La nuit était bien avancée, enveloppant le palais dans un silence presque irréel.
Allongée sur son lit, Elena fixait le plafond sans trouver le sommeil. Le repos lui échappait, comme tout le reste. Son corps était immobile sous les draps de soie, mais son esprit, lui, ne cessait de tourner en boucle, cherchant une issue invisible à cette prison dorée.
Par-delà la fenêtre entrouverte, le ciel nocturne s'étendait à l'infini, profond et insondable, parsemé d'étoiles tremblotantes. Elles étaient là, figées au-dessus du monde, témoins impuissantes du destin des hommes. Une lune pâle veillait sur la ville endormie, projetant des ombres argentées sur les jardins du palais. Tout semblait paisible...Trop paisible.
Le vent nocturne soufflait doucement à travers les rideaux de soie, soulevant les voiles légers qui encadraient le lit de la princesse. Pourtant, malgré la fraîcheur agréable de la nuit, elle sentait une chaleur oppressante peser sur elle.
Alors qu'elle était allongé dans le lit, un son léger, presque imperceptible attira son attention. Trois coups, discrets mais insistants, résonnèrent contre la porte en bois massif.
Elle se redressa lentement, son cœur battant soudain plus fort. Qui viendrait la voir à cette heure ? Anna dormait sûrement depuis longtemps, et personne n'osait troubler le repos d'une princesse en pleine nuit.
Une étrange appréhension lui noua la gorge. Elle se leva avec précaution, ses pieds nus frôlant le tapis épais. La lueur vacillante d'une chandelle laissée allumée projetait sur les murs des ombres mouvantes, rendant la pièce plus menaçante qu'elle ne l'était réellement.
Elle hésita. Puis, du bout des doigts, elle déverrouilla le loquet et entrouvrit la porte, laissant juste assez d'espace pour voir l'intrus.
Son sang se figea instantanément.
Debout dans l'obscurité du couloir, se tenait face à elle le vieux homme qui allait hanter son existence jusqu'à ce qu'elle rende l'ame. Que pouvait-il bien lui vouloir à cette heure-ci? Elle regrettait ouvert cette porte. Elle aurait dû faire semblant de ne pas entendre.
Il avait une main appuyée contre l'encadrement de la porte, l'autre négligemment posée sur la ceinture de son pourpoint. La lumière des torches du couloir dessinait sur son visage des ombres dures, accentuant les traits épais de son visage marqué par l'âge et l'ivresse de la soirée.

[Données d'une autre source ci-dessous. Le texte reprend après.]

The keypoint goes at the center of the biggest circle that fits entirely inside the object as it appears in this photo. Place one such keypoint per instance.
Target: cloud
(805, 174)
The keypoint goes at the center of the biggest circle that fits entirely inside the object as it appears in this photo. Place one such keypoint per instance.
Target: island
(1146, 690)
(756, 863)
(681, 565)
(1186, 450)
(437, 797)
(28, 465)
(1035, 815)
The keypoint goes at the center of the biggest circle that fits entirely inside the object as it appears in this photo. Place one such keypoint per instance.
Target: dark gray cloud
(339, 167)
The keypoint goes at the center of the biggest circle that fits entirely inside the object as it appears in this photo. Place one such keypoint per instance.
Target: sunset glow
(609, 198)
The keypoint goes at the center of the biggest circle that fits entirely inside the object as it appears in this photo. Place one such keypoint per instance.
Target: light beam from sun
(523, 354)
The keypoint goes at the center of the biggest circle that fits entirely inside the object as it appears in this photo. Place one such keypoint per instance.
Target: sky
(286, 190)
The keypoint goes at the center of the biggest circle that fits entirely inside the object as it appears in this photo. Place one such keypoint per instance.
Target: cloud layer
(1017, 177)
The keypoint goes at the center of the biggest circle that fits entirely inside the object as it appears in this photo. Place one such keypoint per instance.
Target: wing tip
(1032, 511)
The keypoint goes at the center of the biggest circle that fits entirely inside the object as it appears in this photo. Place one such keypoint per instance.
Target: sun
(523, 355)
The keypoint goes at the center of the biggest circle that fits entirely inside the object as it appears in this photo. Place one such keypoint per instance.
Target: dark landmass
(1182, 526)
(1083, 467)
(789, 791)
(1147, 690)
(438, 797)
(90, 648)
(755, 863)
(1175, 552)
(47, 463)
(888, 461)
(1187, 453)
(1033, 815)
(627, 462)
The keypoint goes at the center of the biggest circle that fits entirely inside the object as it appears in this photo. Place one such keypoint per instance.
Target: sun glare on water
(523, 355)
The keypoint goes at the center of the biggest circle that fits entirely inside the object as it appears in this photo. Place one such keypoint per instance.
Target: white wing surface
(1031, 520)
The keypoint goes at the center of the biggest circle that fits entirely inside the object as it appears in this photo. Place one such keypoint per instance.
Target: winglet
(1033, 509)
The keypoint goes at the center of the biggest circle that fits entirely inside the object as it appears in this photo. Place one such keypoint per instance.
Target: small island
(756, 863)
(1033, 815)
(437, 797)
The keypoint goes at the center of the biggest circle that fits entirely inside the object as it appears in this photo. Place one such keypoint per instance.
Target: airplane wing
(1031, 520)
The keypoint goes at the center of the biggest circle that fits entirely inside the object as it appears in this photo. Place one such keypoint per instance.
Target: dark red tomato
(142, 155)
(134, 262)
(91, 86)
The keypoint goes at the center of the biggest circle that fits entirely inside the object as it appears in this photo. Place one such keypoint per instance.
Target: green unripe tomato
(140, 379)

Il souriait. Un sourire affable, presque bienveillant, mais quelque chose dans son regard mettait Elena profondément mal à l'aise.
—Prince Adrian: "Ma chère princesse, vous êtes éveillée. J'avais peur que vous soyez déjà dans le monde des songes et de perturber votre sommeil."
souffla-t-il d'une voix trop douce pour être sincère.
Elle serra discrètement la poignée de la porte, retenant l'envie instinctive de la refermer immédiatement.
—Elena: "Je… J'avais du mal à dormir." répondit-elle, mesurant chaque mot.
Le sourire du prince s'élargit légèrement.
—Prince Adrian: "Voilà qui est une heureuse coïncidence. Moi non plus."
Un silence gênant s'étira entre eux. Elle se sentait mal à l'aise.
—Prince Adrian: "Peut-être cela est-il dû à l'excitation de cette belle journée. Après tout, nous venons d'officialiser notre union…" continua-t-il d'un ton léger, comme si cela justifiait cette visite nocturne.
Elle força un sourire poli, priant pour que la conversation prenne fin rapidement.
—Elena: "Il se fait tard, Votre Altesse. Je devrais essayer de me reposer."
Elle voulut refermer la porte, mais avant qu'elle ne puisse faire un geste, la main du prince s'interposa brusquement. Un frisson de panique parcourut son échine.
—Prince Adrian: "Allons, allons…" dit-il en pressant légèrement contre le bois pour empêcher la porte de se refermer. "Nous devrions apprendre à nous connaître, n'est-ce pas ? Après tout, nous serons bientôt mari et femme."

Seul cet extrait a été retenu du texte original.